Successful Food Convoy and Solidarity action in Beit Umar

 

Bryan Atinsky, Indymedia Israel Correspondent

 

TEL-AVIV: Today  (Dec. 29, 2001), approximately 350 Israeli solidarity demonstrators (along with an international contingent of French, Americans, and others) brought over 10 tons of food-staples and clothing to the Palestinian city of Beit Umar, near Hebron.  A convoy of 99 cars and trucks drove from Jerusalem, through several Israeli Army checkpoints, for reasons of humanitarian assistance and to show solidarity with the residents of the city of Beit Umar.  As stated by Ta'ayush Arab-Jewish Partnership, the activity's sponsoring organization:

 

"The village of Beit Umar lies on the main road between Bethlehem and Hebron, 25 minutes south of Jerusalem. It has 12,000 residents of whom 4,600 are school-age children. Beit Umar has suffered repeated harassment from the Israeli military and since the second Intifada began over a year ago, the main entrance to the village has been closed, forcing its residents to use back roads, which are also frequently closed by the military."

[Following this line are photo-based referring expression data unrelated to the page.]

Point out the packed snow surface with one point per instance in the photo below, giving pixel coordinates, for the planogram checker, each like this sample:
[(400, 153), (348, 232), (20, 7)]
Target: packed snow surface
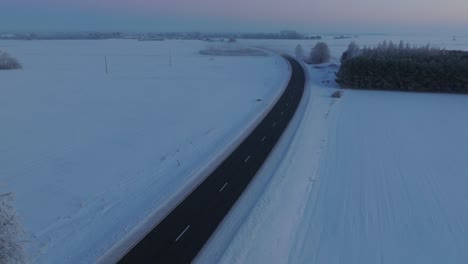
[(372, 177), (90, 155)]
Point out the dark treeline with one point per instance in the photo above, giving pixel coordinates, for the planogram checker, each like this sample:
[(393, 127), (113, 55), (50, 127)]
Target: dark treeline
[(405, 68)]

"Beit Umar's economic crisis stems from the closure and Israel's economic strangulation of the occupied territories. Unemployment is soaring and currently ranges between 60 to 80 percent. The majority of wage earners who used to work in Israel are currently prohibited from entering the country, while those who were employed in local workshops have been laid off due to the economic depression. The residents who make their living from agriculture have been equally hurt due to the military siege, which has prevented them from marketing their produce in Israel. This summer, families watched as their grapes and plums went unpicked, and many months of work and investment went down the drain. According to discussions held this week with Beit Umar's council and charity organizations, there are well over 250 families who literally cannot make ends meet."

 

Beit Umar has been literally blocked off from the rest of the occupied West Bank by means of a large mound of dirt a couple of meters high, which surrounds the entire city, including the main road. The only way possible for residents to normally get in or out of the city (when there isn't a curfew) is by foot, crawling over the wall.  In order to get the food into the city today, the trucks holding the food and clothing had to be unloaded on one side of the mound, and transferred hand to hand by a large chain of people across to the other side, reloading the food into trucks waiting on the Beit Umar side of the mound. 

 

After all of the goods were transferred, the hundreds of visitors crossed over into Beit Umar, walked through the city to a large meeting hall, where a joint solidarity gathering between representatives of Beit Umar and the visitors took place.